Nova Scotia’s current wait time for a knee replacement ranges from an average of 172 days (almost six months) in New Glasgow (at the Aberdeen Hospital) to 516 days (one year and four months) in Dartmouth (at the Dartmouth General Hospital).
The Wait Time Alliance says an acceptable benchmark for a knee replacement is within 24 hours for emergency cases, within 30 days for urgent cases, and scheduled treatment should be done within six months of consultation. This means that only a single hospital in Nova Scotian has an average knee replacement wait time that squeaks in within the recommended benchmark.
According to a study on the cost of wait times in Canada, there’s a high cost to our excessive waits for medical care. Long wait times for just four procedures (joint replacement surgery, sight restoration, coronary artery bypass graft surgery, and MRI scans) cost the Canadian economy an estimated $14.8 billion in 2007.
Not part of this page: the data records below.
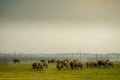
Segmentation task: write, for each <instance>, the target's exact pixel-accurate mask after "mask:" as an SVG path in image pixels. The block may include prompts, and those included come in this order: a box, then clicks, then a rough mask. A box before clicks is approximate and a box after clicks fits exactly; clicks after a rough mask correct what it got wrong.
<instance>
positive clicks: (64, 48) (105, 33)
mask: <svg viewBox="0 0 120 80" xmlns="http://www.w3.org/2000/svg"><path fill="white" fill-rule="evenodd" d="M119 41H120V0H19V1H17V0H0V52H5V53H13V52H14V51H16V52H17V53H67V52H69V53H72V52H80V50H81V52H88V53H96V52H97V53H114V52H117V53H119V52H120V42H119Z"/></svg>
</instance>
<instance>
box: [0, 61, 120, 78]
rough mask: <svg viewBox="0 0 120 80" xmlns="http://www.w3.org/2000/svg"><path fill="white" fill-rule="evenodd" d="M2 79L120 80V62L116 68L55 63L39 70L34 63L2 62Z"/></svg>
mask: <svg viewBox="0 0 120 80" xmlns="http://www.w3.org/2000/svg"><path fill="white" fill-rule="evenodd" d="M0 80H120V62H114V68H111V67H109V68H103V67H101V68H86V67H85V66H84V68H83V70H70V68H68V69H66V68H64V69H62V70H60V71H59V70H57V69H56V65H55V64H49V65H48V69H43V70H42V71H37V70H34V69H32V63H20V64H13V63H9V64H7V63H0Z"/></svg>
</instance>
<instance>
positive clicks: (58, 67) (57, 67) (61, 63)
mask: <svg viewBox="0 0 120 80" xmlns="http://www.w3.org/2000/svg"><path fill="white" fill-rule="evenodd" d="M63 66H64V64H63V63H57V64H56V68H57V69H58V70H61V69H63Z"/></svg>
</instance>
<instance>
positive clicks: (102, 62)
mask: <svg viewBox="0 0 120 80" xmlns="http://www.w3.org/2000/svg"><path fill="white" fill-rule="evenodd" d="M98 66H99V67H101V66H103V67H106V61H105V60H98Z"/></svg>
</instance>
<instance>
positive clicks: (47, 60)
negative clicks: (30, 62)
mask: <svg viewBox="0 0 120 80" xmlns="http://www.w3.org/2000/svg"><path fill="white" fill-rule="evenodd" d="M14 58H16V59H19V60H20V62H35V61H40V60H45V61H48V60H51V59H56V60H58V59H59V60H62V59H68V60H73V59H80V60H82V61H96V60H108V59H109V60H112V61H120V53H107V54H89V53H82V54H80V53H59V54H44V53H39V54H32V53H30V54H24V53H17V54H14V53H13V54H10V53H9V54H8V53H0V62H12V61H13V59H14Z"/></svg>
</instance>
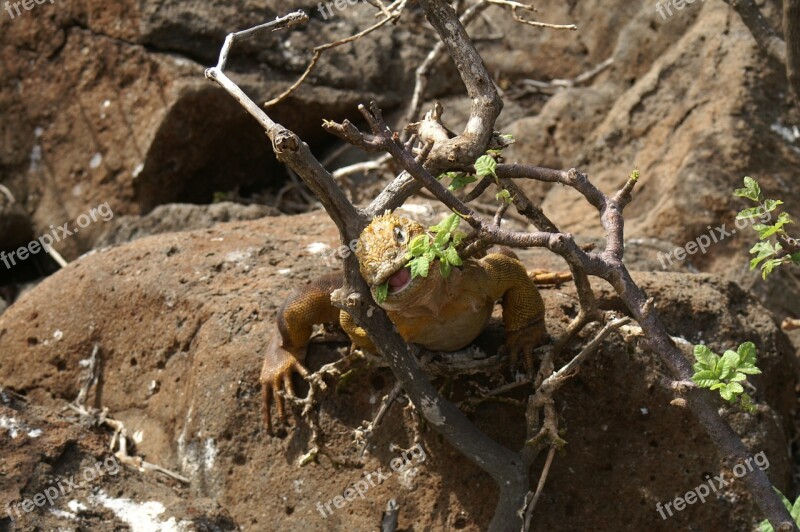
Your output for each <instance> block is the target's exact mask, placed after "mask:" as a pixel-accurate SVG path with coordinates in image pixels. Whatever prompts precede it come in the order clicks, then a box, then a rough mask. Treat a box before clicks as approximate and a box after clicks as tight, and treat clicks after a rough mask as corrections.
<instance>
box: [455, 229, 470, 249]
mask: <svg viewBox="0 0 800 532" xmlns="http://www.w3.org/2000/svg"><path fill="white" fill-rule="evenodd" d="M466 237H467V233H465V232H464V231H456V232H454V233H453V245H455V246H457V245H459V244H460V243H461V241H462V240H464V239H465V238H466Z"/></svg>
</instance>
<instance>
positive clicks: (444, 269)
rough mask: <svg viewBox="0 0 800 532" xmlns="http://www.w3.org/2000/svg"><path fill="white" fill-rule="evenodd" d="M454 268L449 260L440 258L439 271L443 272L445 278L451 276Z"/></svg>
mask: <svg viewBox="0 0 800 532" xmlns="http://www.w3.org/2000/svg"><path fill="white" fill-rule="evenodd" d="M452 270H453V267H452V266H450V263H449V262H447V261H446V260H440V261H439V273H441V274H442V277H443V278H444V279H447V278H448V277H450V272H451V271H452Z"/></svg>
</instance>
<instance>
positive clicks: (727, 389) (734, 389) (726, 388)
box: [725, 382, 744, 395]
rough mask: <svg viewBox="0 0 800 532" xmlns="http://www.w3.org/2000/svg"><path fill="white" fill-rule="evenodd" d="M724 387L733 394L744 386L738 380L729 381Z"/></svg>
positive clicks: (741, 390)
mask: <svg viewBox="0 0 800 532" xmlns="http://www.w3.org/2000/svg"><path fill="white" fill-rule="evenodd" d="M725 388H726V389H727V390H728V391H729V392H730V393H731V394H733V395H739V394H740V393H742V392H743V391H744V387H743V386H742V385H741V384H739V383H738V382H729V383H728V384H727V385H726V386H725Z"/></svg>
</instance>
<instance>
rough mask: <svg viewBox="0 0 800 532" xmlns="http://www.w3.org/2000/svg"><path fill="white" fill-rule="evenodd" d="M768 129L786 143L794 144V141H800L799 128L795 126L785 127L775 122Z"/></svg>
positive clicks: (781, 124)
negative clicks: (797, 140) (782, 138)
mask: <svg viewBox="0 0 800 532" xmlns="http://www.w3.org/2000/svg"><path fill="white" fill-rule="evenodd" d="M770 129H771V130H772V131H774V132H775V133H777V134H778V135H780V136H781V137H783V140H785V141H786V142H791V143H794V141H796V140H797V139H800V128H798V127H797V126H792V127H787V126H784V125H783V124H781V123H780V122H776V123H774V124H772V125H771V126H770Z"/></svg>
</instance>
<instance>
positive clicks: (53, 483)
mask: <svg viewBox="0 0 800 532" xmlns="http://www.w3.org/2000/svg"><path fill="white" fill-rule="evenodd" d="M117 473H119V462H117V458H116V457H115V456H109V457H108V458H106V459H105V460H103V461H102V462H97V463H95V464H94V467H87V468H86V469H84V470H83V471H81V474H80V475H70V476H69V477H65V478H59V479H56V480H54V481H52V482H51V485H50V486H48V487H46V488H45V489H44V490H42V491H41V492H39V493H37V494H36V495H34V496H33V497H31V498H30V499H25V500H24V501H22V502H19V503H17V504H15V505H13V506H12V505H11V503H8V504H7V505H6V513H7V514H8V516H9V517H10V518H11V521H12V522H13V521H16V520H17V519H19V518H20V517H22V514H21V513H20V510H21V511H22V512H25V513H26V514H27V513H30V512H32V511H33V510H34V508H41V507H42V506H45V505H47V506H53V504H54V503H55V502H56V501H57V500H58V499H59V498H60V497H66V496H67V495H69V494H70V493H72V492H73V491H75V490H76V489H78V488H81V487H83V486H86V485H87V484H89V483H90V482H94V481H95V480H97V479H98V478H100V477H102V476H105V475H112V476H113V475H116V474H117ZM76 477H77V478H76Z"/></svg>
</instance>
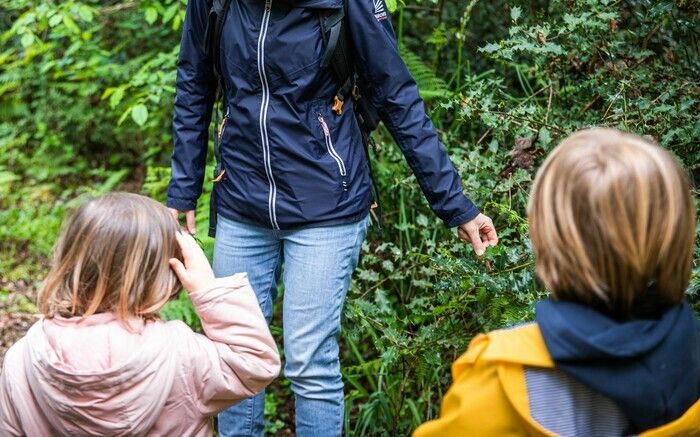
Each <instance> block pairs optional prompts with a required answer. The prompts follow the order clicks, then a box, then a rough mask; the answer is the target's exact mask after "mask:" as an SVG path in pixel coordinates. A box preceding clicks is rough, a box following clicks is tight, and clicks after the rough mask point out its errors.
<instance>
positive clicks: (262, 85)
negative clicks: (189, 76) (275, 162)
mask: <svg viewBox="0 0 700 437" xmlns="http://www.w3.org/2000/svg"><path fill="white" fill-rule="evenodd" d="M271 11H272V0H265V11H264V12H263V18H262V24H261V25H260V35H259V36H258V74H259V76H260V83H261V86H262V103H261V104H260V120H259V121H260V138H261V140H262V150H263V162H264V164H265V173H266V175H267V181H268V183H269V185H270V191H269V194H268V198H267V208H268V213H269V216H270V224H271V225H272V227H273V228H274V229H279V228H280V227H279V225H278V223H277V211H276V204H277V184H276V183H275V177H274V175H273V174H272V163H271V162H270V139H269V137H268V134H267V110H268V108H269V106H270V86H269V84H268V82H267V73H266V72H265V38H266V37H267V28H268V26H269V24H270V14H271Z"/></svg>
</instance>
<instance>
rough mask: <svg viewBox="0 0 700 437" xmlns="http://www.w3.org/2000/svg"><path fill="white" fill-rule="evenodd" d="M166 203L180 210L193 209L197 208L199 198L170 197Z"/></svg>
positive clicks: (167, 204) (176, 208)
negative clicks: (197, 199)
mask: <svg viewBox="0 0 700 437" xmlns="http://www.w3.org/2000/svg"><path fill="white" fill-rule="evenodd" d="M165 205H166V206H167V207H168V208H173V209H177V210H178V211H192V210H194V209H196V208H197V200H192V199H181V198H178V197H168V200H167V202H166V203H165Z"/></svg>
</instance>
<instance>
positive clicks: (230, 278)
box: [190, 273, 248, 308]
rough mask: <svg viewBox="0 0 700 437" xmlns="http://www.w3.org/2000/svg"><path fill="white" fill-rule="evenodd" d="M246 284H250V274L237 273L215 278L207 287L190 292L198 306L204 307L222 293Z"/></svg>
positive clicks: (218, 296) (243, 285) (220, 296)
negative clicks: (232, 274) (248, 275)
mask: <svg viewBox="0 0 700 437" xmlns="http://www.w3.org/2000/svg"><path fill="white" fill-rule="evenodd" d="M246 285H248V275H246V274H245V273H236V274H235V275H232V276H227V277H224V278H216V279H214V281H213V282H212V283H211V284H209V285H208V286H207V287H205V288H203V289H201V290H197V291H194V292H192V293H190V299H191V300H192V303H194V304H195V306H196V307H197V308H202V307H204V306H206V305H207V304H208V303H210V302H212V301H214V300H216V299H218V298H219V297H221V296H222V295H225V294H228V293H229V292H231V291H232V290H236V289H239V288H242V287H245V286H246Z"/></svg>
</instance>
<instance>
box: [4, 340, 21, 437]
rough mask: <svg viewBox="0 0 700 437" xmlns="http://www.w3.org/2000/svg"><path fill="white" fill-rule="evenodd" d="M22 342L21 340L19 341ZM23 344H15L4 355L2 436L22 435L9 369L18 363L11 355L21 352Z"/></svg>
mask: <svg viewBox="0 0 700 437" xmlns="http://www.w3.org/2000/svg"><path fill="white" fill-rule="evenodd" d="M20 342H22V340H20ZM23 346H24V344H22V345H21V346H20V344H19V343H18V344H15V347H13V348H11V349H10V350H9V351H8V352H7V354H6V355H5V365H4V367H3V369H2V373H1V374H0V435H2V436H21V435H24V432H23V431H22V424H21V423H20V420H19V416H18V414H17V411H16V410H15V406H16V405H17V403H18V402H19V400H18V399H15V396H13V394H12V387H13V386H14V385H16V382H15V384H13V383H12V379H13V377H12V374H13V369H11V368H10V366H11V365H12V363H13V362H15V361H18V360H16V359H15V357H14V356H10V355H11V354H16V353H18V351H20V350H23V349H21V347H23Z"/></svg>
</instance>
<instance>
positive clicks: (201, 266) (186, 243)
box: [169, 232, 214, 293]
mask: <svg viewBox="0 0 700 437" xmlns="http://www.w3.org/2000/svg"><path fill="white" fill-rule="evenodd" d="M175 237H176V238H177V243H178V244H179V245H180V250H181V252H182V259H183V261H184V263H183V262H182V261H180V260H179V259H177V258H171V259H170V261H169V262H170V268H171V269H173V271H175V274H176V275H177V277H178V278H179V279H180V283H182V286H183V287H185V289H186V290H187V291H188V292H190V293H193V292H195V291H197V290H201V289H203V288H204V287H207V286H208V285H209V284H211V282H212V281H213V280H214V272H213V271H212V269H211V265H210V264H209V260H208V259H207V256H206V255H204V252H203V251H202V248H200V247H199V244H197V242H196V241H195V240H194V238H193V237H192V236H191V235H189V234H186V233H184V232H178V233H177V234H175Z"/></svg>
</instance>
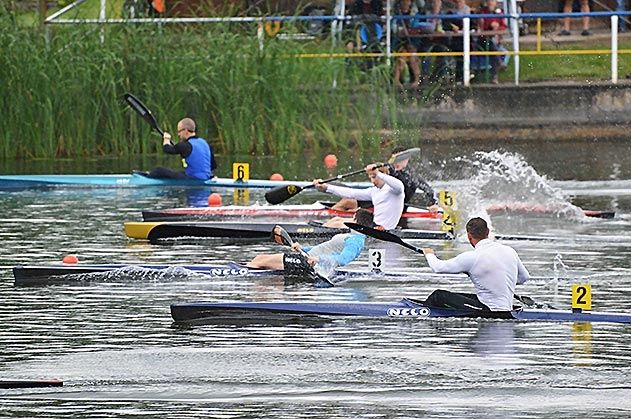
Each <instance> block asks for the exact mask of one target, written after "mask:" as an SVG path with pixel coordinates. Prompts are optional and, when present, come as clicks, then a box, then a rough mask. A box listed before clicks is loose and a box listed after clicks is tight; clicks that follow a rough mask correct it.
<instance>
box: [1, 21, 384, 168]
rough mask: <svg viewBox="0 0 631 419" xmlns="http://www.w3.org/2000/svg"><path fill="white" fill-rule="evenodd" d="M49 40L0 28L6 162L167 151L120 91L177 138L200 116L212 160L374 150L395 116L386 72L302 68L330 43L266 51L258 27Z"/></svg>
mask: <svg viewBox="0 0 631 419" xmlns="http://www.w3.org/2000/svg"><path fill="white" fill-rule="evenodd" d="M45 32H46V31H43V30H39V29H33V28H17V27H15V26H14V25H12V24H11V22H10V21H9V20H7V19H4V20H0V45H2V50H3V53H2V54H0V81H1V82H0V104H1V105H2V109H1V114H2V118H0V136H2V137H3V138H2V141H0V158H2V159H7V158H40V157H42V158H47V157H48V158H49V157H73V156H95V155H121V156H122V155H131V154H139V153H140V154H143V153H145V154H146V153H154V152H158V151H160V147H161V141H160V140H159V138H158V137H157V136H156V135H155V134H152V133H151V132H150V129H149V127H148V126H147V125H145V124H144V123H143V121H142V120H141V119H140V118H139V117H138V116H137V115H136V114H134V113H133V112H132V111H131V110H125V109H124V107H123V105H122V102H121V101H120V98H121V96H122V94H123V93H125V92H132V93H134V94H135V95H136V96H138V97H139V98H140V99H141V100H143V101H144V102H145V103H146V104H147V106H148V107H149V108H150V109H152V111H153V113H154V114H155V116H156V117H157V119H158V121H159V123H160V124H161V125H162V126H163V128H165V129H166V130H170V131H171V132H172V133H173V134H175V132H174V131H175V124H176V122H177V121H178V120H179V119H180V118H181V117H183V116H187V115H188V116H191V117H193V118H194V119H195V120H196V121H197V123H198V125H199V130H198V131H199V133H200V134H201V135H203V136H205V137H206V138H208V139H209V140H211V141H212V143H213V145H214V146H215V149H216V150H217V152H219V153H230V154H246V153H250V154H256V155H263V154H266V155H268V154H273V155H279V156H282V155H284V154H285V153H290V154H295V153H298V152H303V151H305V150H307V151H311V150H313V151H319V150H326V151H333V152H342V153H343V152H345V151H346V152H349V151H350V150H352V151H353V152H355V151H358V150H359V151H366V150H370V149H373V150H378V147H379V141H378V139H377V138H376V136H377V135H376V134H375V133H377V132H378V131H379V129H380V128H382V125H384V124H385V123H384V122H383V120H384V118H383V117H382V116H383V115H392V114H393V112H392V111H391V109H388V108H390V107H392V106H393V103H394V99H393V94H392V93H393V92H392V91H391V90H390V88H389V87H387V86H389V69H388V68H387V67H386V66H383V65H382V66H377V67H376V68H373V69H372V70H369V71H365V70H361V69H359V68H358V67H357V66H356V65H353V64H351V65H348V64H347V63H346V61H345V60H344V59H340V58H336V59H329V58H318V59H311V58H296V54H299V53H304V52H329V51H330V49H331V47H330V40H326V41H310V42H304V41H289V40H279V39H266V40H265V42H264V47H263V49H261V48H260V45H259V41H258V40H257V38H256V36H255V28H254V27H253V26H252V25H249V26H245V25H244V26H236V25H230V26H228V25H225V26H220V25H204V26H201V25H200V26H192V25H191V26H176V25H172V26H171V25H164V26H158V25H126V26H107V27H104V28H96V27H94V26H63V27H60V26H55V27H48V29H47V32H48V35H47V36H46V33H45ZM102 39H104V40H102ZM334 82H335V83H336V87H335V88H333V86H334ZM360 86H381V87H380V88H378V89H377V88H375V89H367V88H365V87H364V88H360ZM383 86H386V87H383ZM371 90H372V91H371ZM387 118H388V117H386V119H387Z"/></svg>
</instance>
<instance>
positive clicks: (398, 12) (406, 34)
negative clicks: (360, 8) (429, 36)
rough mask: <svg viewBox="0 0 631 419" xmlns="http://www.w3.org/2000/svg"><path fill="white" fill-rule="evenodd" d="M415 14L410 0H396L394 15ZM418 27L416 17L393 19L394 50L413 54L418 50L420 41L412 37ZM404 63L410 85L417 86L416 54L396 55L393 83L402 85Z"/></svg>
mask: <svg viewBox="0 0 631 419" xmlns="http://www.w3.org/2000/svg"><path fill="white" fill-rule="evenodd" d="M415 14H416V10H414V8H413V6H412V0H398V1H397V3H396V5H395V8H394V15H395V16H409V17H411V16H413V15H415ZM417 27H418V21H417V20H416V19H395V20H394V21H393V32H394V50H395V51H396V52H403V53H410V54H414V53H416V52H418V51H419V46H420V42H418V41H417V40H416V39H418V38H416V39H415V38H412V36H413V35H415V34H416V32H417V31H416V29H417ZM406 64H409V67H410V71H411V73H412V74H411V80H410V86H411V87H417V86H418V82H419V79H420V76H421V68H420V65H419V59H418V57H417V56H416V55H410V56H404V57H397V60H396V62H395V64H394V83H395V85H397V86H402V85H403V83H401V74H402V72H403V70H405V68H406Z"/></svg>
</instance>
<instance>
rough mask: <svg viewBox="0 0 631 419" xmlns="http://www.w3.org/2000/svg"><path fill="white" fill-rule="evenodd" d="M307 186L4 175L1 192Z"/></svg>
mask: <svg viewBox="0 0 631 419" xmlns="http://www.w3.org/2000/svg"><path fill="white" fill-rule="evenodd" d="M290 184H291V185H296V186H300V187H305V186H308V185H310V184H311V182H305V181H296V182H295V181H286V180H280V181H279V180H264V179H250V180H248V181H238V180H233V179H229V178H218V177H214V178H212V179H209V180H196V179H156V178H150V177H148V176H146V175H145V174H142V173H131V174H120V175H0V190H1V189H25V188H42V187H55V186H58V187H60V186H63V187H68V186H73V187H108V188H120V187H142V186H179V187H195V186H196V187H222V188H275V187H278V186H285V185H290ZM347 185H348V186H352V187H360V188H365V187H368V186H370V183H368V182H349V183H348V184H347Z"/></svg>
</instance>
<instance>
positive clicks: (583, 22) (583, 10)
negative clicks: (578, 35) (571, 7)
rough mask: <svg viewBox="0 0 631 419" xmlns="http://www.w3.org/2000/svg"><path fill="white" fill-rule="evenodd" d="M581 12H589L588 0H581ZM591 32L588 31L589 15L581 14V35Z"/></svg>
mask: <svg viewBox="0 0 631 419" xmlns="http://www.w3.org/2000/svg"><path fill="white" fill-rule="evenodd" d="M581 12H582V13H589V0H581ZM591 34H592V33H591V32H590V31H589V16H583V32H581V35H583V36H589V35H591Z"/></svg>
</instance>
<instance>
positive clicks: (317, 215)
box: [142, 202, 442, 221]
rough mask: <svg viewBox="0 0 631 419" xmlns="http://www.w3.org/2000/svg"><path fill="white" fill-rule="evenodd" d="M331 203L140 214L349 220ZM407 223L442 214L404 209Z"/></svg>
mask: <svg viewBox="0 0 631 419" xmlns="http://www.w3.org/2000/svg"><path fill="white" fill-rule="evenodd" d="M331 206H333V203H329V202H316V203H314V204H302V205H248V206H242V205H226V206H217V207H191V208H175V209H167V210H160V211H143V212H142V218H143V219H144V221H176V220H190V219H210V218H223V217H295V218H318V217H320V218H330V217H352V216H353V213H352V212H349V211H337V210H334V209H331ZM402 217H403V218H407V219H418V218H425V219H436V220H440V219H441V218H442V212H432V211H429V210H428V209H427V208H417V207H408V209H407V211H406V212H404V213H403V215H402Z"/></svg>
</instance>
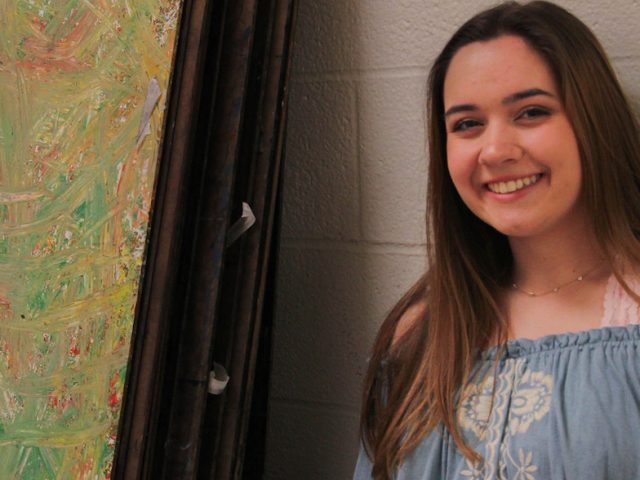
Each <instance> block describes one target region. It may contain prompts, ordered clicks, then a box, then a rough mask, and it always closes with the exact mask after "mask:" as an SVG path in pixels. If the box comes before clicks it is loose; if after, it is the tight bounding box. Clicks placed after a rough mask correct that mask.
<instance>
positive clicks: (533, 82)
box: [444, 35, 557, 108]
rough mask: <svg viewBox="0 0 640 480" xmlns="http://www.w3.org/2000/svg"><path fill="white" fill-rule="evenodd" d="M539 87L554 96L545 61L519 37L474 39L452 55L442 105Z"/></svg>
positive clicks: (494, 97) (507, 96) (552, 87)
mask: <svg viewBox="0 0 640 480" xmlns="http://www.w3.org/2000/svg"><path fill="white" fill-rule="evenodd" d="M530 89H541V90H544V91H547V92H549V93H551V94H552V95H553V96H557V89H556V85H555V81H554V78H553V75H552V72H551V69H550V68H549V66H548V65H547V63H546V61H545V60H544V59H543V58H542V56H540V55H539V54H538V53H537V52H536V51H535V50H534V49H533V48H531V47H530V46H529V44H528V43H526V41H525V40H523V39H522V38H520V37H517V36H513V35H504V36H501V37H498V38H495V39H492V40H488V41H483V42H473V43H470V44H468V45H465V46H464V47H462V48H461V49H460V50H458V52H456V54H455V55H454V56H453V58H452V60H451V63H450V64H449V68H448V70H447V74H446V76H445V81H444V103H445V108H449V107H450V106H451V105H453V104H458V103H469V102H473V103H477V102H480V103H482V102H485V101H486V102H491V101H500V102H502V101H503V100H504V99H505V98H507V97H508V96H510V95H513V94H515V93H517V92H521V91H525V90H530Z"/></svg>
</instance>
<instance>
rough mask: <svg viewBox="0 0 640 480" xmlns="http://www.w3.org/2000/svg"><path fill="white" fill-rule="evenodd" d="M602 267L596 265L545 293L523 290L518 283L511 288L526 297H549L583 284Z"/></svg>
mask: <svg viewBox="0 0 640 480" xmlns="http://www.w3.org/2000/svg"><path fill="white" fill-rule="evenodd" d="M599 266H600V264H598V265H596V266H595V267H593V268H591V269H590V270H587V271H586V272H584V273H583V274H581V275H578V276H577V277H576V278H574V279H573V280H569V281H568V282H565V283H561V284H560V285H558V286H557V287H554V288H552V289H551V290H546V291H544V292H540V293H536V292H532V291H531V290H525V289H524V288H522V287H521V286H520V285H518V284H517V283H515V282H514V283H512V284H511V286H512V287H513V288H514V289H515V290H518V291H519V292H522V293H524V294H525V295H528V296H530V297H543V296H545V295H549V294H550V293H558V292H559V291H560V289H561V288H564V287H567V286H569V285H571V284H573V283H576V282H581V281H582V280H584V279H585V277H586V276H587V275H589V274H590V273H593V272H594V271H595V270H596V268H598V267H599Z"/></svg>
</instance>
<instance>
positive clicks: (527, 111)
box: [518, 107, 550, 120]
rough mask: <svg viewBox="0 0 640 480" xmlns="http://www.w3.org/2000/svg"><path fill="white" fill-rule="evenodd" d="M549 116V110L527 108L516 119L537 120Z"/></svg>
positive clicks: (535, 108) (541, 108)
mask: <svg viewBox="0 0 640 480" xmlns="http://www.w3.org/2000/svg"><path fill="white" fill-rule="evenodd" d="M549 115H550V112H549V110H547V109H545V108H541V107H529V108H525V109H524V110H523V111H522V112H521V113H520V115H518V118H523V119H525V120H527V119H534V118H539V117H547V116H549Z"/></svg>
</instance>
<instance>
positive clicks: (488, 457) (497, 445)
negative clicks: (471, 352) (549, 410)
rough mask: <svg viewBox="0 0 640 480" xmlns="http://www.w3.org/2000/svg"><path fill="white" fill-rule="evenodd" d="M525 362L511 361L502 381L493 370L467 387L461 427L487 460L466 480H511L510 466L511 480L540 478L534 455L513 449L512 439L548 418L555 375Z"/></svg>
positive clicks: (462, 408)
mask: <svg viewBox="0 0 640 480" xmlns="http://www.w3.org/2000/svg"><path fill="white" fill-rule="evenodd" d="M525 361H526V360H525V359H524V358H519V359H517V360H514V361H510V362H507V363H506V364H505V365H504V366H503V367H502V368H501V371H500V375H499V376H498V380H497V381H496V380H495V378H494V376H493V374H492V371H491V370H489V371H487V373H486V374H485V375H484V376H483V377H482V378H480V379H479V381H475V382H472V383H470V384H469V385H468V386H467V387H466V388H465V389H464V391H463V393H462V401H461V403H460V406H459V408H458V422H459V425H460V428H461V429H462V431H463V432H464V433H465V434H466V435H469V434H472V435H473V436H474V437H475V438H476V439H477V440H479V441H481V442H483V444H484V452H479V453H481V454H482V456H483V459H484V461H482V462H480V463H478V464H473V463H471V462H469V461H467V463H466V468H465V469H464V470H462V472H461V475H462V476H463V477H464V478H468V479H473V480H479V479H485V480H489V479H492V480H493V479H495V478H499V479H501V480H506V479H507V467H508V466H509V467H513V470H512V471H514V472H515V476H513V474H512V476H511V477H509V478H510V480H511V479H515V480H538V479H537V478H536V476H535V474H536V472H538V466H537V465H535V463H534V460H535V459H534V457H533V453H532V452H529V451H525V450H524V449H522V448H520V449H519V450H518V452H517V454H515V455H514V453H513V452H511V451H510V449H509V440H510V439H511V438H512V437H513V436H515V435H518V434H523V433H525V432H527V430H529V428H530V427H531V426H532V425H533V424H534V423H535V422H537V421H539V420H541V419H542V418H544V417H545V415H547V413H548V412H549V410H550V408H551V399H552V394H553V377H552V376H551V375H549V374H546V373H544V372H539V371H532V370H529V369H528V368H526V363H525ZM494 390H495V391H494ZM505 424H506V425H507V426H508V428H507V431H506V432H505V433H506V435H505V436H504V437H503V436H502V435H501V433H500V432H502V431H503V427H504V425H505ZM496 468H497V472H496Z"/></svg>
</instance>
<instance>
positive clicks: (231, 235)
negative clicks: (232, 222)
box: [227, 202, 256, 247]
Cost aside, wait times also take an emotional, physical, and financial toll on patients and their families.
When a patient has to wait for a procedure, their condition may worsen — putting the patient at risk for complications, and possibly needing a more invasive treatment.
Long wait times do not automatically go hand-in-hand with having a universal health care system. Canadians are suffering from excess wait times, and something needs to be done.